We had to ask: Is he nuts?

“I take my fun and enjoyment out of using and driving the cars, not of just collecting and storing them,” Staufenberg said. “There are people using their 300SL gullwings or Duesenbergs and enjoying them.”

You can watch more on Staufenberg’s journey in this video.

Weighing in at a scant 1,300 pounds, the Goggo is about 9 feet long, 5 feet tall and 4 feet wide. It can travel at up to 65 mph and achieves up to 24 mpg. Its wheelbase alone is more than 4 feet shy of a basic 2010 Chevy Silverado regular cab.

Built from 1955 to 1964 by Hans Glas GmbH of Dingolfing, Germany, the Goggo pickup shared platforms with a two-seater coupe, four-seater sedan and a “Transporter” work van, and it originally cost about $1,000. Nearly 300,000 Goggos were built. Of those, about 3,600 were Transporters, mostly vans. Four, maybe five Transporter pickups avoided the crusher.

Goggomobils have a steel, unitized body, swing-axle suspension, drum brakes all around and a four-speed transaxle. Though this truck uses the standard manual transmission, an optional “preselect” gearbox was available. Designed jointly by Glas and Getrag, the double-clutch system is the precursor to the electronic shifter on today’s rugged Unimog trucks and other heavy-duty trucks in Europe. The shift pattern in all Goggos is a side-to-side Z.

This model sports an air-cooled, 250-cc, two-cylinder, two-stroke engine located under an access panel flush with the bed and behind the rear wheels, like a Corvair Rampside pickup. Unlike the Corvair, though, the Goggo’s bed is flat throughout. In addition to the standard motor, a 300- or 400-cc engine could be had. It rolls on four 10-inch wheels, and the rear end is geared down slightly to handle payloads.

It may not be luxurious, but after WWII, most Europeans were lucky to have wheels that didn’t get them wet in the rain. In addition to this little rig’s light hauling capability, you got a compact, fuel-efficient vehicle complete with windshield wipers, turn signals and a speedometer. And let’s not forget about the handy wire-mesh glove box recessed in the dashboard. Below that hangs a spare tire. That’s about all you needed.

In addition to the driver, the truck can hold one passenger who rides on a wafer-thin, flip-down seat.

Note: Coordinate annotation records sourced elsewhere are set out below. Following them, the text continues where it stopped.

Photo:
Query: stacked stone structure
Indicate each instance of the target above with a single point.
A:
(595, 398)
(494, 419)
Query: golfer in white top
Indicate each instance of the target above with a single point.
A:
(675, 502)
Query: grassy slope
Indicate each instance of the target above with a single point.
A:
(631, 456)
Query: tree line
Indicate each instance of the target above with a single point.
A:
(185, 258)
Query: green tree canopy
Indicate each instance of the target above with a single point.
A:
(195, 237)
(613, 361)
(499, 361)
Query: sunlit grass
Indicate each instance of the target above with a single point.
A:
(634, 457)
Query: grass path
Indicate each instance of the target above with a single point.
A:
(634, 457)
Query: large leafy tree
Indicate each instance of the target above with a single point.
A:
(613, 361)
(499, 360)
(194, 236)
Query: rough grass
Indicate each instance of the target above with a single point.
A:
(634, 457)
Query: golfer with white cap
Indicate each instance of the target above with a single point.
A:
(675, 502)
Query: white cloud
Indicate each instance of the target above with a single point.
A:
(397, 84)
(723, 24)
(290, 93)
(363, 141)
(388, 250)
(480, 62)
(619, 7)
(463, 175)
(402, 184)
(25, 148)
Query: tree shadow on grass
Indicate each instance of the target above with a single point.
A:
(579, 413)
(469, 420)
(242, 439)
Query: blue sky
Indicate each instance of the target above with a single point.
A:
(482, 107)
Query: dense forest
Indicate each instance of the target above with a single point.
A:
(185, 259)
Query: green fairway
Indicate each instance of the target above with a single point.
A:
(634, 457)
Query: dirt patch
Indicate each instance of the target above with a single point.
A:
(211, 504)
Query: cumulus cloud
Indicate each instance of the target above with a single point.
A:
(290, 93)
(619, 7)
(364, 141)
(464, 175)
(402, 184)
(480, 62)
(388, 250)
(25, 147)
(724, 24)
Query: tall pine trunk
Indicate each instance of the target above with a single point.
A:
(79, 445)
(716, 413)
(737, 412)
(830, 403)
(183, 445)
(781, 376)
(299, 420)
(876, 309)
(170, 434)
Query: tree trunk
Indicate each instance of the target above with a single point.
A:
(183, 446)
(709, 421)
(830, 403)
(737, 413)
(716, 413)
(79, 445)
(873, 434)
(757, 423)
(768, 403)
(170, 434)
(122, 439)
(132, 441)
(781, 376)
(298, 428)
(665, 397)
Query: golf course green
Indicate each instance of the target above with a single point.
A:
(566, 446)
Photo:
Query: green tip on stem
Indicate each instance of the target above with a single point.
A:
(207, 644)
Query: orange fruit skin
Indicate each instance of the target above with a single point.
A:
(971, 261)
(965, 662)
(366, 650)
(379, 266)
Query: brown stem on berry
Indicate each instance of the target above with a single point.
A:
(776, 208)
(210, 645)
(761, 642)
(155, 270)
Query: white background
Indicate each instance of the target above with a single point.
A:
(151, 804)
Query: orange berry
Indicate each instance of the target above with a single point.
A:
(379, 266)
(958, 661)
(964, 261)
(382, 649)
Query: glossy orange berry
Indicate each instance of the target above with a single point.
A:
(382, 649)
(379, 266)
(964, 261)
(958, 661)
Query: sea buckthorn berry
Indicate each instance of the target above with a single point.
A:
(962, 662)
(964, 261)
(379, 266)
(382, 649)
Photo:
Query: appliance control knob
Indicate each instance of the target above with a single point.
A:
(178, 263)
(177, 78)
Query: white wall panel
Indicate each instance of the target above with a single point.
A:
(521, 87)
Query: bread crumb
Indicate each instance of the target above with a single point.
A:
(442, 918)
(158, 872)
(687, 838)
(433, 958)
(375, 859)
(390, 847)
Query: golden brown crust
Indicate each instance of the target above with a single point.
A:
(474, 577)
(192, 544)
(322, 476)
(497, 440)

Two sliding doors akin to a UPS delivery truck — German postal workers used Goggo vans as official vehicles — complete the cab, whose floor is covered with wooden slats.

To accommodate the sliding doors, the truck’s roof and walls extend past the rear window nearly half the length of the bed. It’s as though the van body were chopped off just ahead of the rear axle. This styling touch also creates a little extra storage space: Because the entire bed is raised to accommodate the motor, the cab’s floor extends about two feet past the back wall.

It is unlikely this truck will show up stateside again soon. So if you want to see one in person, go to the Bruce Weiner Microcar Museum in Madison, Ga. (http://microcarmuseum.com/tour/goggo-tl-pickup.html). Odds are you will run into a Transporter van before you see a pickup; Weiner recently sold one of his vans in a Monterey, Calif., auction for $88,000.

And if you are still not convinced that this little truck could survive old Route 66, consider this: The Goggo, joined by seven other microcars, was one of the few that didn’t break down. It’s a testament to the robust construction of this little work vehicle, which was a popular beast of burden for municipalities in postwar Germany. These trucks were fitted with snowplows, street sweepers and other road-maintenance implements.

The work took its toll, and that’s why these little trucks are so hard to find today.